黄瓜片贴脸上有什么效果

Question

I am trying to apply a Gamma GLM to a dataset. The main issue is the lack of fit for quantile deviations although no other problems are detected. I have read similar posts without a conclusive answer.

My main question is if despite obtaining a poor fit regarding the quantiles but a good one in the other parameters the model is still trustworthy.

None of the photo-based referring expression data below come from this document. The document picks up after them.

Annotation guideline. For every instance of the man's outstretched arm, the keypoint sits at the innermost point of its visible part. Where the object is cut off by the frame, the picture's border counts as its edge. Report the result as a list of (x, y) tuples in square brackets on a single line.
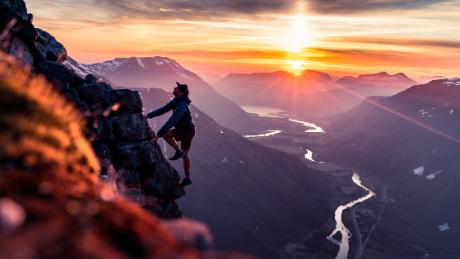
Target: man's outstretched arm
[(160, 111), (175, 117)]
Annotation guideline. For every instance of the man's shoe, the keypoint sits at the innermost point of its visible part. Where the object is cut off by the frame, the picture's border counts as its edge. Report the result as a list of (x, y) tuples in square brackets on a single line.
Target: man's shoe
[(177, 155), (186, 181)]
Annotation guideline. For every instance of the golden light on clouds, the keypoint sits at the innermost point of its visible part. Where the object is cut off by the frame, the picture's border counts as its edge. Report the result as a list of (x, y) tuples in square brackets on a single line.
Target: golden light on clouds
[(421, 41)]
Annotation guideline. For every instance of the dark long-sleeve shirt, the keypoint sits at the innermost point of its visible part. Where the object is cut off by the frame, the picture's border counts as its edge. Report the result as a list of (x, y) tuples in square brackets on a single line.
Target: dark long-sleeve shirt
[(180, 119)]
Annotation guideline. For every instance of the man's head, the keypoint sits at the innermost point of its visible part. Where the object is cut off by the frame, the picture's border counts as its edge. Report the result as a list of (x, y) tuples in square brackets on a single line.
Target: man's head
[(180, 90)]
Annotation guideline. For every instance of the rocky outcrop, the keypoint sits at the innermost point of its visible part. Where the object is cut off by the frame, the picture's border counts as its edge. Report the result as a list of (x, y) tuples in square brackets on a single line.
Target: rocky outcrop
[(114, 123), (52, 204)]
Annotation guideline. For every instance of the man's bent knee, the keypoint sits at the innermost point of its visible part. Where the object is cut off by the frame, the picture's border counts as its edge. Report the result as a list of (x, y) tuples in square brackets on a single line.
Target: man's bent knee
[(168, 134)]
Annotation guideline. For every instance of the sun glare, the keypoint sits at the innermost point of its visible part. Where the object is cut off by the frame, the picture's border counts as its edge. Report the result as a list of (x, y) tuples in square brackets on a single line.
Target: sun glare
[(299, 35)]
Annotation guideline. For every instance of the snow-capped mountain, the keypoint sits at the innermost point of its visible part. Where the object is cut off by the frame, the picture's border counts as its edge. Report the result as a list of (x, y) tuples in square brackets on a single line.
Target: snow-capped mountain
[(397, 81), (163, 72)]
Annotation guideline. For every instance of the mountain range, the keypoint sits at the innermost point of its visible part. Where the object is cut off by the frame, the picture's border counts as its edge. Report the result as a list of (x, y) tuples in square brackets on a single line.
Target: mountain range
[(255, 199), (411, 141), (162, 72), (307, 94)]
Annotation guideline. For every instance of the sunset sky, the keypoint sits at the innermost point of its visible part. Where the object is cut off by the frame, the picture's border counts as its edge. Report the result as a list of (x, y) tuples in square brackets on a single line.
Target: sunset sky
[(419, 37)]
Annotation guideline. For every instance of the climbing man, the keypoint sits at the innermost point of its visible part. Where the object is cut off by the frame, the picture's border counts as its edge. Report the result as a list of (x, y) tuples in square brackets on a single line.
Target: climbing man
[(184, 128)]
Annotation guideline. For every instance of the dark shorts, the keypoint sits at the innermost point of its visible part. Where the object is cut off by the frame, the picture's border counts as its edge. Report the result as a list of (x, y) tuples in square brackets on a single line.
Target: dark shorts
[(184, 136)]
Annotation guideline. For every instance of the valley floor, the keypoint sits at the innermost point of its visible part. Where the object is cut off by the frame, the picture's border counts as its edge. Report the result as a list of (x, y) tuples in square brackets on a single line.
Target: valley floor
[(372, 235)]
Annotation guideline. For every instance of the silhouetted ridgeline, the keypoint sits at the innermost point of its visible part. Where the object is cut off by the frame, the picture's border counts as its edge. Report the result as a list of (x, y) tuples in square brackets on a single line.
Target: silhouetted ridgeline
[(52, 203)]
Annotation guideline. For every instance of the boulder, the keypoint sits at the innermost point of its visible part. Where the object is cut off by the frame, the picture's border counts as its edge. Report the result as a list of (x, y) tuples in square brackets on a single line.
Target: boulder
[(102, 150), (129, 101), (97, 96), (127, 156), (56, 72), (20, 50), (165, 209), (16, 7), (103, 128), (161, 180), (139, 153), (131, 127), (55, 51)]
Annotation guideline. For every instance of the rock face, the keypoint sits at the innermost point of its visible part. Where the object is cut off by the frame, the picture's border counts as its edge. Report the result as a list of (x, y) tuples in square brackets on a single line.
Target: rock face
[(146, 72), (263, 197), (119, 133), (52, 204)]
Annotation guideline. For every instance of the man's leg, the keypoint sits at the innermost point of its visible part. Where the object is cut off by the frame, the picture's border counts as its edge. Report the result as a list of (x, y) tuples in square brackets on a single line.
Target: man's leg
[(169, 138), (186, 162)]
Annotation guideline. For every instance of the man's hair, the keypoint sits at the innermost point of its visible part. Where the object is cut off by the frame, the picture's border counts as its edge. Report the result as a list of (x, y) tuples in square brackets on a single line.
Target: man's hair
[(183, 88)]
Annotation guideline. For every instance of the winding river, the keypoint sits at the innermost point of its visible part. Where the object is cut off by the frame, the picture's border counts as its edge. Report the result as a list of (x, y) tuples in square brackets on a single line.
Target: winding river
[(343, 244)]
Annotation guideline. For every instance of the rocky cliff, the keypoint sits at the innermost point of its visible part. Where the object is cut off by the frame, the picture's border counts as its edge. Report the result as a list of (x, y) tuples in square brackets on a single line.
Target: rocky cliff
[(114, 123), (52, 204)]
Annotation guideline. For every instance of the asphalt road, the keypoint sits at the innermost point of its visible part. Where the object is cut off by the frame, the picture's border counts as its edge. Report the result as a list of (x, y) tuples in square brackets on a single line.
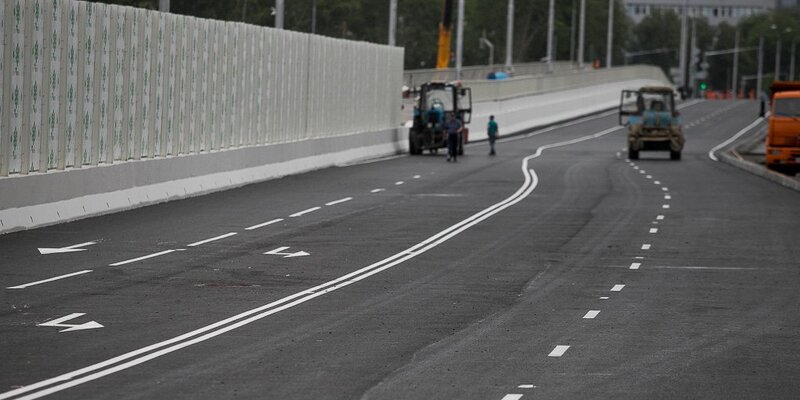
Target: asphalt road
[(554, 270)]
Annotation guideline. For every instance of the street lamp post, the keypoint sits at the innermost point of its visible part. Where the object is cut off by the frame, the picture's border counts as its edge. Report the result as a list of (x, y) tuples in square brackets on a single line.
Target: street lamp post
[(392, 21), (735, 89), (509, 35), (550, 28), (581, 33), (609, 46)]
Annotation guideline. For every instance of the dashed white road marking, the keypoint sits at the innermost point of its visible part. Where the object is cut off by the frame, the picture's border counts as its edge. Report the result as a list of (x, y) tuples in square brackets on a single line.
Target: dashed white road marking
[(592, 314), (558, 351), (133, 260), (304, 212), (274, 221), (346, 199), (86, 271), (229, 234)]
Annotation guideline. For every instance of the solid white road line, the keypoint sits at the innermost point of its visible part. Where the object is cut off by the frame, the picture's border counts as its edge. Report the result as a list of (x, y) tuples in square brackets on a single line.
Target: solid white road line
[(712, 154), (86, 271), (558, 351), (304, 212), (592, 314), (133, 260), (274, 221), (344, 200), (142, 355), (229, 234)]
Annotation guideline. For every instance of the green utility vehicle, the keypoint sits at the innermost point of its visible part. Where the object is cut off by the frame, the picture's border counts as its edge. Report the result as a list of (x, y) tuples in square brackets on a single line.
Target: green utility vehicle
[(436, 101), (652, 121)]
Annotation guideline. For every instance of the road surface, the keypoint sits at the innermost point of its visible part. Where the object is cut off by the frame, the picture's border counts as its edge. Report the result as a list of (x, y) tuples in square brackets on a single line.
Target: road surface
[(556, 269)]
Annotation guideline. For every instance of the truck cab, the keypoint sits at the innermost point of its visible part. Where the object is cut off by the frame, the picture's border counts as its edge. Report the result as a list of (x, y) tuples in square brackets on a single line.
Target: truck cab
[(436, 101), (652, 120), (782, 143)]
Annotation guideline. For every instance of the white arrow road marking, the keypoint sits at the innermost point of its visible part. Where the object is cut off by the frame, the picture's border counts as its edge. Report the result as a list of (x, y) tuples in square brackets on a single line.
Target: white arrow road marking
[(68, 249), (59, 323), (278, 251)]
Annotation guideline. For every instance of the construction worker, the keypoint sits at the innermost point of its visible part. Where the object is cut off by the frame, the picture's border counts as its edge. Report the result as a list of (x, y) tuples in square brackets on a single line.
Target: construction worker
[(492, 131), (453, 127)]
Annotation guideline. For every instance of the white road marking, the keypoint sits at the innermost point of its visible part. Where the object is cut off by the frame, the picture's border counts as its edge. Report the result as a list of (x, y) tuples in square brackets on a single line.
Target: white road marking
[(144, 354), (592, 314), (278, 251), (86, 271), (274, 221), (133, 260), (229, 234), (68, 249), (712, 153), (558, 351), (344, 200), (304, 212), (59, 323)]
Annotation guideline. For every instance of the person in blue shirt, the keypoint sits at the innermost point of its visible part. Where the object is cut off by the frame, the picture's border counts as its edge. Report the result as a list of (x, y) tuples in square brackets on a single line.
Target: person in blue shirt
[(492, 130)]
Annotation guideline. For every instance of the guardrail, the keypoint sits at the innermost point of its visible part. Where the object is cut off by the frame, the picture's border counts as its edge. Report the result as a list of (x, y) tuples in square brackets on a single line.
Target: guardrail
[(417, 76), (86, 84), (490, 90)]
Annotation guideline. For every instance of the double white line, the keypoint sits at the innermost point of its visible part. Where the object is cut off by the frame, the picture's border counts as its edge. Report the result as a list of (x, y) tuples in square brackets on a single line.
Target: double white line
[(144, 354)]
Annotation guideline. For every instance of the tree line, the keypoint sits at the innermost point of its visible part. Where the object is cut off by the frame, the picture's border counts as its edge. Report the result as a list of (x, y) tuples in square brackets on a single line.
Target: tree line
[(417, 29)]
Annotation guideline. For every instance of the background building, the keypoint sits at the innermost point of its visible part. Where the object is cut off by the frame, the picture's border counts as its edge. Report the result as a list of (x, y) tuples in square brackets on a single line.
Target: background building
[(716, 11)]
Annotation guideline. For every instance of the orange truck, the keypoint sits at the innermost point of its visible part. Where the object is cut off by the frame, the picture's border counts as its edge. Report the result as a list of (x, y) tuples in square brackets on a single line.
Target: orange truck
[(783, 135)]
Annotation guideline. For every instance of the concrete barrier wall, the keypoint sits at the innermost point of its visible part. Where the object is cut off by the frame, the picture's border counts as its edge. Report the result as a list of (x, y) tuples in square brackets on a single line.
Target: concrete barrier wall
[(486, 90), (87, 84)]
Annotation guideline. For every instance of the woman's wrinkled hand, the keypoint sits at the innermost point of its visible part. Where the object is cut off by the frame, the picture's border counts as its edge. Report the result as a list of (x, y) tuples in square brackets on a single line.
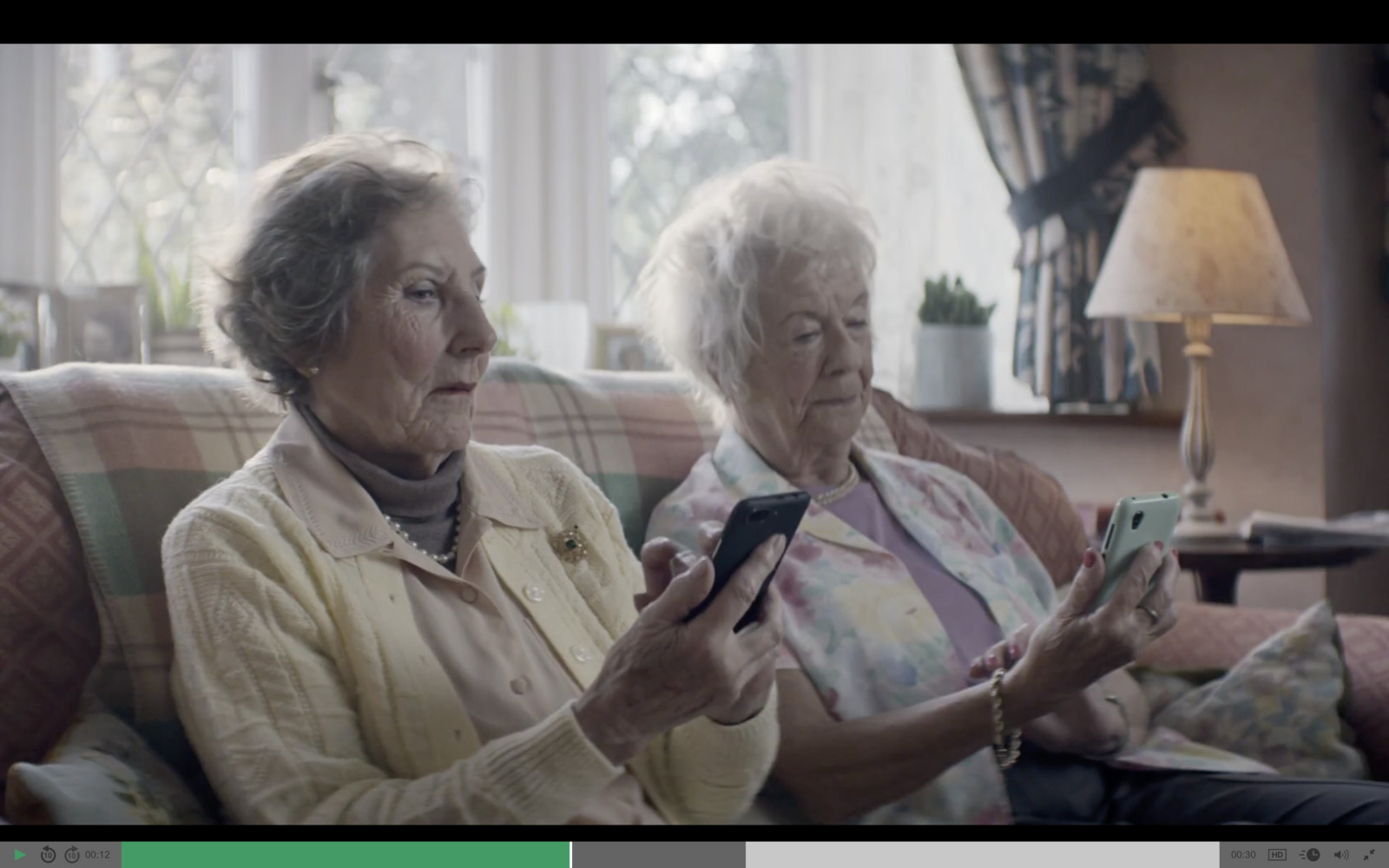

Please find a reproducible example below.

library(DHARMa)
library(car)

datos <- data.frame(
  Time = c(20.79, 387.69, 11.55, 25.63, 12.11, 34.74, 30.76, 11.69,
           11.55, 1522.86, 1742.24, 39.84, 24.26),
  Ratio = c(1.56, 2.02, 1.49, 1.55, 1.26, 1.77, 2.76, 0.86, 1.40,
            1.84, 1.21, 2.02, 2.33),
  Type = as.factor(c("NWB", "NWB", "NWB", "NWB", "NWB",
                     "WB", "WB", "WB", "WB", "WB", "WB", "WB", "WB"))
)

datos

m1<- glm(Time~ Type+Ratio,Gamma(link="log"), data=datos, control = list(maxit = 100))
Anova(m1)

residh <- simulateResiduals(m1)

plotResiduals(residh, form = datos$Ratio)
plotResiduals(residh, form = datos$Type)

testDispersion(residh)
testUniformity(residh)

Answer 1

I assume this is the complete data. Personally, I wouldn't trust any model with that many parameters that was fit to such a small dataset.

I suggest you do the very basic step of plotting the data and the predictions:

library(ggplot2)
ggplot(datos, aes(y = Time, x = Ratio, color = Type)) +
  geom_point() +
  stat_function(aes(color = "WB"), fun = \(x) predict(m1, newdata = data.frame(Ratio = x, Type = factor("WB")), type = "response")) +
  stat_function(aes(color = "NWB"), fun = \(x) predict(m1, newdata = data.frame(Ratio = x, Type = factor("NWB")), type = "response"))

I would not trust a model that is influenced that much by only three observations.

---

You should also look a bit more into the estimated dispersion / shape:

library(MASS)
gamma.shape(m1)
#Alpha: 0.4182119
#SE:    0.1332239
gamma.dispersion(m1)
#[1] 2.391132

This estimate is better than that done by summary etc. You can pass it to anova.glm but not to car::Anova:

anova(m1, dispersion = gamma.dispersion(m1))

---

If you had some strong priors for the parameters, you could maybe salvage this with a Bayesian model, e.g., with package brms. Otherwise, I would tell you to get more data.